But as the book progressed, the mood took hold of me, an unsettling feeling like the kind you get in those seconds between dreaming and awakening, when you struggle to figure out which is which. By the end, I knew I'd been treated to a great book, a complex, well-crafted and intertwined story of multiple realities, none of which is ever grounded enough to let you sort through them. But there's something more: these realities make you question your sense of life, like The Matrix without the machines, a floating reality that is the state of being itself.
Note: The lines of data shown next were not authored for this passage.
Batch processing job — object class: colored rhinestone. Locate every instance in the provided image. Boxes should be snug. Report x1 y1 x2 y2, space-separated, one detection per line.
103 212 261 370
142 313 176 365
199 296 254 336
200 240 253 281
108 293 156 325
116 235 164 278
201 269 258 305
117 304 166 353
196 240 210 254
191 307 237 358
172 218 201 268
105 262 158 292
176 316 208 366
The ideas rather than the characters are central to this story. Most of the characters are pretty flat. But once you get used to the world (psychic powers, colony on the moon, dead people in half-life), the mood takes over, as what appears to be reality fluctuates and changes.
It's a slow start, but as I stuck with it, I found it well worthwhile, an original work with a deeply unsettling feel. Think Kafka plus Twilight Zone in the Matrix.
Down-to-earth folks whose world view is grounded in what they perceive to be reality should probably avoid this book. But despite some rough edges, I found it to be a great read.
I think its pretty hard to go into allot of detailed without giving it away. It deals allot with psychics etc and a process of death where people who are basically dead are put in chambers in which they have brain function and are in a dream like state. So pretty sci fi. lol
I don't think its too crazy. I guess I was a bit worried that his books would be so far out there that it would be hard to grasp. I didn't find this book to be this way. He explains everything to understand it in due time. Well maybe not everything. lol
It is a book to make you think and question existence etc. Pretty interesting all around. I plan on reading more of his works.
Lots of fun and I was entertained.
The world created, the characters, and the general plot seemed well thought out. It did, however, seem like the intention of the book was to keep the twists constant, which can sometimes lead to a disorganized feeling.
And the end... I think I had just been too spoiled by big plot twists that by the time I actually got around to reading this book, it was only natural for me to guess (accurately) how the book would end. Nonetheless, it's the meat in the middle that makes it worth it.
I liked Ubik, but I doubt it will be among the Phillip K Dick books that I will go back and re-read.